Assim, a visão tomista de dignidade está centrada na idéia de que o homem enquanto pessoa e imagem de Deus, além de existir por si, é capaz em virtude da sua racionalidade, agir por si, ou seja, por causalidade própria. Esse livre arbítrio de determinar a sua própria existência e o seu destino, lhe conferi uma superioridade em relação a todas as outras criaturas. Superioridade essa, que Tomás de Aquino intitulou de dignidade (ST Iª, q.93, a.2. e a.5)
Percebe-se então, que a concepção de dignidade constituída por Tomás de Aquino, assenta-se na idéia de que, se todos os homens são criados a imagem e a semelhança de Deus, são consequentemente inatos e naturalmente dotados de uma mesma racionalidade e dignidade, que por sua vez, lhes confere a capacidade de autodeterminação. Pela força da sua dignidade, o indivíduo que é detentor de liberdade, constrói a sua existência por si próprio numa natureza racional.
Esse ideal de dignidade provinda de uma natureza humana e racional foi consolidada por Immanuel Kant, através de suas críticas e análises sobre as possibilidades do conhecimento, principalmente a partir da Crítica da Razão Pura, Crítica da Razão Prática e na Fundamentação da Metafísica.
Kant (1986:68) contextualiza essa abordagem, explicando a diferenciação entre os seres irracionais e racionais. Segundo esse filósofo, os seres irracionais são destituídos de razão e por assim dizer, são denominados de coisa, o que os fazem ter um valor relativo, susceptíveis de serem avaliados como objetos das inclinações. Já os seres racionais, que são chamados de pessoas, caracterizam-se com fim em si mesmo, ou seja, algo que não pode ser empregado como simples meio desta ou daquela vontade.
Neste universo finalista, Kant (1986:77) explica que:
No reino dos fins tudo tem ou um preço ou uma dignidade. Quando uma coisa tem um preço, pode-se pôr em vez dela qualquer outra como equivalente; mas quando uma coisa está acima de todo o preço, e, portanto não permite equivalente, então tem ela dignidade.
Deduz-se dessas palavras, que o homem uma vez pertencente ao reino dos fins, é possuidor de um valor intrínseco denominado de dignidade. Tal valor está acima de todo e qualquer preço. Nunca poderá ser posto a um cálculo ou confrontar-se com qualquer importância numérica, sem ferir à sua essência. Portanto, conceber o indivíduo em sua dignidade, é simplesmente considerá-lo como um fim em si mesmo.

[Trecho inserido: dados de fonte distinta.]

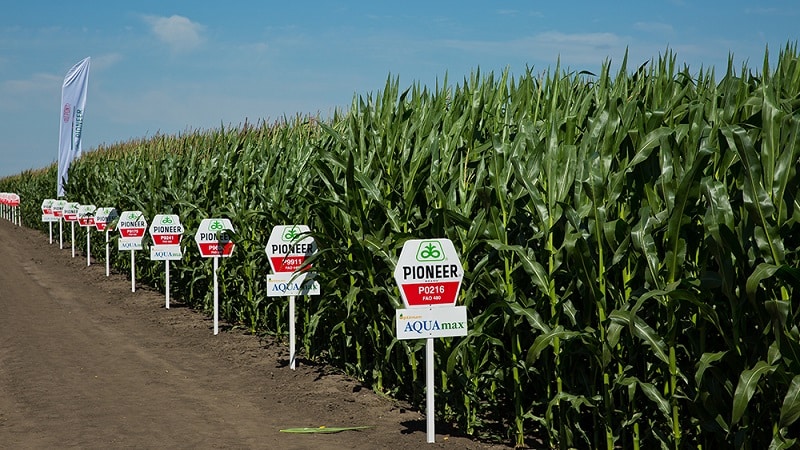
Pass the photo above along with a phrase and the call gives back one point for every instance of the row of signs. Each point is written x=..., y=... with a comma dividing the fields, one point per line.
x=9, y=199
x=428, y=271
x=9, y=205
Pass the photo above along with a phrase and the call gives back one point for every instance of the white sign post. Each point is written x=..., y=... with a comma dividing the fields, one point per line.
x=47, y=215
x=86, y=220
x=71, y=216
x=288, y=247
x=58, y=213
x=166, y=232
x=214, y=241
x=103, y=218
x=131, y=226
x=429, y=275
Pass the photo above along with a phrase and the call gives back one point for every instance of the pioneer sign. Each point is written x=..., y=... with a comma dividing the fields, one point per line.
x=71, y=212
x=213, y=239
x=288, y=247
x=166, y=232
x=104, y=216
x=132, y=226
x=85, y=215
x=429, y=273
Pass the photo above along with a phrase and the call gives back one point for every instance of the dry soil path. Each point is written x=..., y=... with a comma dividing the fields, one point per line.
x=85, y=363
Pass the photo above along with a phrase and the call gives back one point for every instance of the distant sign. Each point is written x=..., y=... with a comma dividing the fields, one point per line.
x=213, y=239
x=286, y=250
x=132, y=226
x=166, y=232
x=429, y=273
x=103, y=217
x=86, y=215
x=71, y=212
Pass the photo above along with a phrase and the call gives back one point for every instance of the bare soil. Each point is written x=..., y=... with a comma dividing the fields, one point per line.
x=86, y=363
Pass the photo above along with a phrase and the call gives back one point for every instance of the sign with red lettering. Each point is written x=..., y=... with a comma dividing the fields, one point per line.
x=288, y=247
x=103, y=216
x=71, y=212
x=213, y=239
x=429, y=273
x=85, y=215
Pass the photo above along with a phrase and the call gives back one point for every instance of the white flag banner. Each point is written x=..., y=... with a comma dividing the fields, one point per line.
x=73, y=104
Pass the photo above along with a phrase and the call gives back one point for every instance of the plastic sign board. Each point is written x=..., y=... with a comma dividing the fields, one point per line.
x=166, y=229
x=86, y=215
x=213, y=239
x=131, y=226
x=71, y=212
x=286, y=250
x=58, y=208
x=435, y=322
x=47, y=211
x=166, y=232
x=288, y=284
x=103, y=217
x=429, y=273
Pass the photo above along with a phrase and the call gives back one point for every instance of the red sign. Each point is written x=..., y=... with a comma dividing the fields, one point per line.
x=210, y=249
x=103, y=216
x=132, y=224
x=213, y=239
x=429, y=273
x=166, y=229
x=288, y=248
x=86, y=221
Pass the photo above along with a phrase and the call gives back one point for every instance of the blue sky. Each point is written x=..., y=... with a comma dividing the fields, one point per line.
x=169, y=67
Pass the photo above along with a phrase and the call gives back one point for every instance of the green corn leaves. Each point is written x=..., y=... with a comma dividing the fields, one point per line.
x=630, y=243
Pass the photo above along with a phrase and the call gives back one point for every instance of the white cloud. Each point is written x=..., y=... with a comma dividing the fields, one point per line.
x=653, y=27
x=178, y=32
x=105, y=61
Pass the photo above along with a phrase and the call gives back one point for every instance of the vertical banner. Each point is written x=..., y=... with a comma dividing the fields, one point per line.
x=73, y=104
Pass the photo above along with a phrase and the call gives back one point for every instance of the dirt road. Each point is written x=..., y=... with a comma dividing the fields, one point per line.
x=85, y=363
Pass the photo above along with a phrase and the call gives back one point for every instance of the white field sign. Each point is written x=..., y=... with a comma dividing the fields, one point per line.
x=86, y=220
x=103, y=219
x=58, y=213
x=71, y=216
x=429, y=274
x=214, y=241
x=132, y=226
x=288, y=247
x=166, y=232
x=48, y=216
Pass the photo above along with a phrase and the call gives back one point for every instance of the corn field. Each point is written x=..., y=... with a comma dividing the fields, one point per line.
x=630, y=244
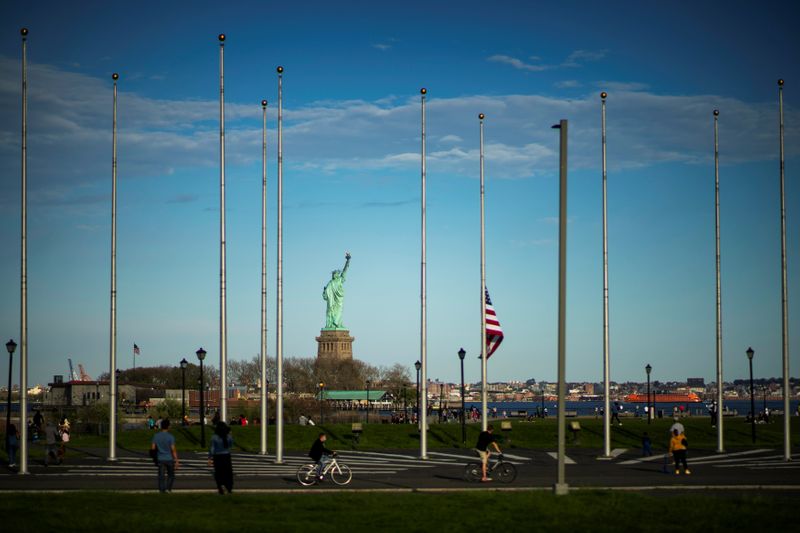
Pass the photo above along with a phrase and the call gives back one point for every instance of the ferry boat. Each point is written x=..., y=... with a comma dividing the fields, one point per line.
x=664, y=397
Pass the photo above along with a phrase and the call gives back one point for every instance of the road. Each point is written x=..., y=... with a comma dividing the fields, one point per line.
x=402, y=469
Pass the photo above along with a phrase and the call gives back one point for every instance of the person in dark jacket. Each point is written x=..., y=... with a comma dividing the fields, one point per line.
x=219, y=454
x=319, y=453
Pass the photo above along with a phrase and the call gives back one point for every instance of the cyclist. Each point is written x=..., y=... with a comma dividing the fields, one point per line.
x=485, y=439
x=320, y=454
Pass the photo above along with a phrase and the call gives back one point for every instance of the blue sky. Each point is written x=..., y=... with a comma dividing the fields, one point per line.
x=351, y=179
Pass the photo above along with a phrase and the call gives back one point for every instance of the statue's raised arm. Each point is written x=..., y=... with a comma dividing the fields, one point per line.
x=346, y=264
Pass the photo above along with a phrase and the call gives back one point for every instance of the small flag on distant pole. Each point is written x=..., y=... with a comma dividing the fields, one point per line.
x=494, y=333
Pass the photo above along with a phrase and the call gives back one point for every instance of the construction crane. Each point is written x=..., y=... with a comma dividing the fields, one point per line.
x=84, y=375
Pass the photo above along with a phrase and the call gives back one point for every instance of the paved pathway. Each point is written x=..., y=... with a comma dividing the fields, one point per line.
x=402, y=469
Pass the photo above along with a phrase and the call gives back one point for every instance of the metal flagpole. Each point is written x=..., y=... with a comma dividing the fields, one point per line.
x=606, y=351
x=279, y=294
x=23, y=319
x=561, y=487
x=484, y=392
x=787, y=444
x=423, y=410
x=264, y=397
x=223, y=308
x=720, y=441
x=112, y=418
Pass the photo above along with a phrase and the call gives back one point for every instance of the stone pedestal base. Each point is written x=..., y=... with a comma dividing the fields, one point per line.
x=335, y=344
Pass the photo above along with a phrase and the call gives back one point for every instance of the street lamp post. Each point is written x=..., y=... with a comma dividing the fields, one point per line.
x=10, y=346
x=201, y=354
x=647, y=369
x=184, y=363
x=461, y=355
x=418, y=365
x=750, y=353
x=368, y=384
x=321, y=391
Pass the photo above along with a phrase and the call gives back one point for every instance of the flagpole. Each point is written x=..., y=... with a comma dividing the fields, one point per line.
x=787, y=444
x=279, y=295
x=561, y=487
x=484, y=392
x=23, y=321
x=223, y=308
x=264, y=397
x=606, y=351
x=720, y=437
x=423, y=411
x=112, y=418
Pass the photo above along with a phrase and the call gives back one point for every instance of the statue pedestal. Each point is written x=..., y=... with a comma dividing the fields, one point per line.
x=335, y=344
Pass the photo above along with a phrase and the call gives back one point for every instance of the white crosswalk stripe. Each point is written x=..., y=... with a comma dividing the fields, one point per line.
x=364, y=463
x=758, y=459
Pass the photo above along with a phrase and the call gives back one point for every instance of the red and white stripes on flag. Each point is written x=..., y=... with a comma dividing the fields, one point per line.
x=494, y=333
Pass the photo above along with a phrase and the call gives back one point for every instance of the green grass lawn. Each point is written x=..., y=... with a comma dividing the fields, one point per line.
x=541, y=434
x=361, y=511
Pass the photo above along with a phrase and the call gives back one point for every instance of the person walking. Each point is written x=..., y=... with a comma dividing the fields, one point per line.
x=647, y=444
x=167, y=456
x=12, y=445
x=219, y=455
x=677, y=446
x=51, y=444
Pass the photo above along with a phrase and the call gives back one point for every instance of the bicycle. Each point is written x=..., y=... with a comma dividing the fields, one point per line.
x=340, y=473
x=501, y=470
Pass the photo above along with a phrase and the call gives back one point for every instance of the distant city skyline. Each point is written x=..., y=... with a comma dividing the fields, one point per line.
x=351, y=152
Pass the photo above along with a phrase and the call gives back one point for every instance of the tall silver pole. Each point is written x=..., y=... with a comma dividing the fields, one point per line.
x=423, y=410
x=720, y=435
x=223, y=307
x=561, y=485
x=484, y=391
x=264, y=396
x=23, y=315
x=606, y=351
x=112, y=418
x=787, y=444
x=279, y=295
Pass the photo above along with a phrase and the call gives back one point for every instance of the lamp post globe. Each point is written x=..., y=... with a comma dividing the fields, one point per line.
x=201, y=355
x=184, y=364
x=11, y=346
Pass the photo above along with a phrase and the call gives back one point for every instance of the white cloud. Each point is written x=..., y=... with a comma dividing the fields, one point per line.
x=70, y=138
x=517, y=63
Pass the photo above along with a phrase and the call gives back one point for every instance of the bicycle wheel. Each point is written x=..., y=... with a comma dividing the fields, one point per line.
x=307, y=475
x=473, y=472
x=506, y=472
x=341, y=474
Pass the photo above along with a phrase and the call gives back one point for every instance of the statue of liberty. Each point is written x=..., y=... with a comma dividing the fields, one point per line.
x=333, y=294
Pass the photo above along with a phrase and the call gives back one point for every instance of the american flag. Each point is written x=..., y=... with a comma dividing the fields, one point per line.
x=494, y=333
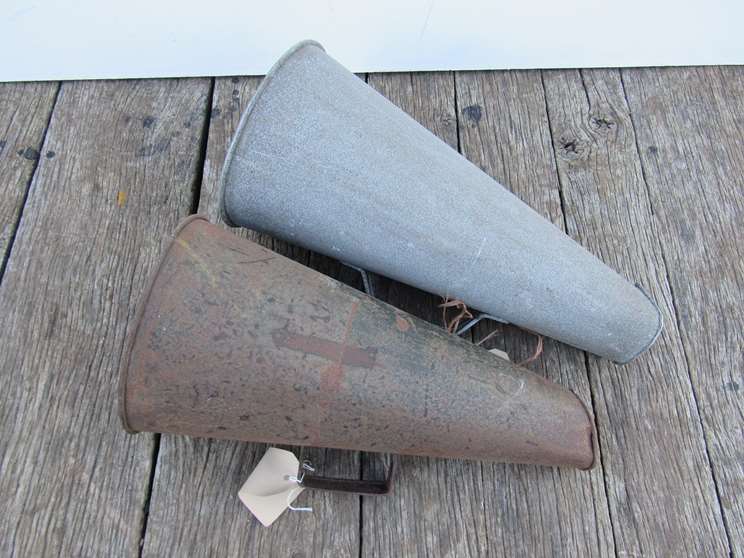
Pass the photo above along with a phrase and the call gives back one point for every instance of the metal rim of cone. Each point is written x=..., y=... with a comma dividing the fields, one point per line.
x=659, y=328
x=139, y=313
x=265, y=83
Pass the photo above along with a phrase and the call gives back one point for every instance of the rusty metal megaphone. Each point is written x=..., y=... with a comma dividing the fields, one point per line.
x=235, y=341
x=322, y=160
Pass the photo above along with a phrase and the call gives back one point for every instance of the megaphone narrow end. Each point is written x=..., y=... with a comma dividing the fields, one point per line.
x=224, y=215
x=657, y=332
x=139, y=313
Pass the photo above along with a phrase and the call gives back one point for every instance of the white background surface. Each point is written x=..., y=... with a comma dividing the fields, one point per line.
x=74, y=39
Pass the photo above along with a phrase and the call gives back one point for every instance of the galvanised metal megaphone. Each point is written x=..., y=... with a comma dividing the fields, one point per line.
x=323, y=161
x=235, y=341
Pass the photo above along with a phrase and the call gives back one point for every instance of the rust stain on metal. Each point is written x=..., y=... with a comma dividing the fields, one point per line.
x=427, y=394
x=333, y=376
x=331, y=350
x=198, y=259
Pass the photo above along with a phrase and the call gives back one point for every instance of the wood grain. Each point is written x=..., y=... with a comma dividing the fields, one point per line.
x=412, y=521
x=194, y=509
x=608, y=211
x=690, y=128
x=531, y=511
x=126, y=156
x=25, y=109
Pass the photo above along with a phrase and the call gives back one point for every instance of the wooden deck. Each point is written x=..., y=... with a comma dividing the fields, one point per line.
x=643, y=167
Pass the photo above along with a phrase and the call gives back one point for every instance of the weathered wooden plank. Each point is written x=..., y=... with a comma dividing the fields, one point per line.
x=25, y=109
x=531, y=511
x=126, y=156
x=194, y=509
x=690, y=133
x=661, y=493
x=436, y=508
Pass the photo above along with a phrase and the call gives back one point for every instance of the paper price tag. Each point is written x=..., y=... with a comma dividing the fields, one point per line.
x=268, y=490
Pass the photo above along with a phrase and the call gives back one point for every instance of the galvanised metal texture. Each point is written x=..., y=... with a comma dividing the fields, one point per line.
x=323, y=161
x=235, y=341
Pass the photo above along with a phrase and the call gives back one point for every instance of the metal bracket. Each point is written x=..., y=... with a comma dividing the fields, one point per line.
x=477, y=319
x=353, y=486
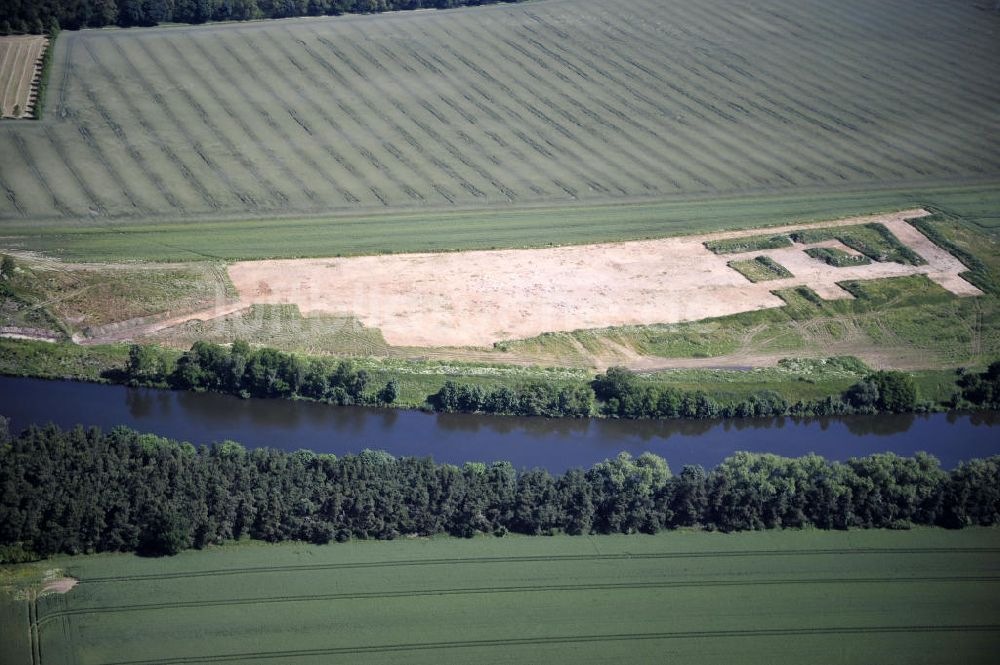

Segundo esse o ideal kantiano de dignidade, o homem não pode dispor do próprio homem para mutilar, degradar ou matar. Violar os direitos dos homens tenciona servir-se dos outros simplesmente como meios, sem considerar que eles, como seres racionais que são, devam ser sempre tratados como fins em si mesmos.
Kant compreende (1986:102) que a racionalidade do homem o permite desfrutar de uma liberdade para legislar e, ao mesmo tempo, só obedecer àquelas leis que ele mesmo se dá. Essa liberdade – que faz o homem se autodeterminar – Kant a denominou de autonomia da vontade, princípio supremo da moralidade.
Logo, àquele que concebe e age sob sua máxima, como sendo esta um valor universal, reconhecerá os seres racionais como fins em si mesmo. Disso resulta ser a autonomia o fundamento da dignidade da natureza humana e de toda natureza racional. Weber (2009:234) explica esse fundamento kantiano afirmando que, poder querer para todos, o que se quer para si, é a máxima expressão da autonomia. Ser autor de leis universais, para um “reino dos fins” do qual se faz parte como ser racional, é a máxima expressão da liberdade e dignidade.
Assim sendo, para este ilustre filósofo, o homem é um ser único e insubstituível, de modo que, qualquer ato que vise coisificá-lo, além de atentar contra a dignidade humana será também imoral.
Conforme Martins (2008, p.31), Sartre diverge de Tomás de Aquino e de Kant no tocante a existência de uma dignidade inata do ser humano, pois para esse filósofo, a dignidade humana reside no fato de que a existência do homem estar toda para ser construída, ou seja, diferentemente das coisas que já têm uma existência predeterminada, o homem tem plena liberdade para fazer-se, e aí é que reside a sua dignidade.
No entanto, apesar das explicações filosóficas de Kant sobre a dignidade, ainda não se formulou aqui um conceito mais preciso sobre a dignidade da pessoa humana. Porém, se faz mister inicialmente entender o que venha a ser dignidade humana.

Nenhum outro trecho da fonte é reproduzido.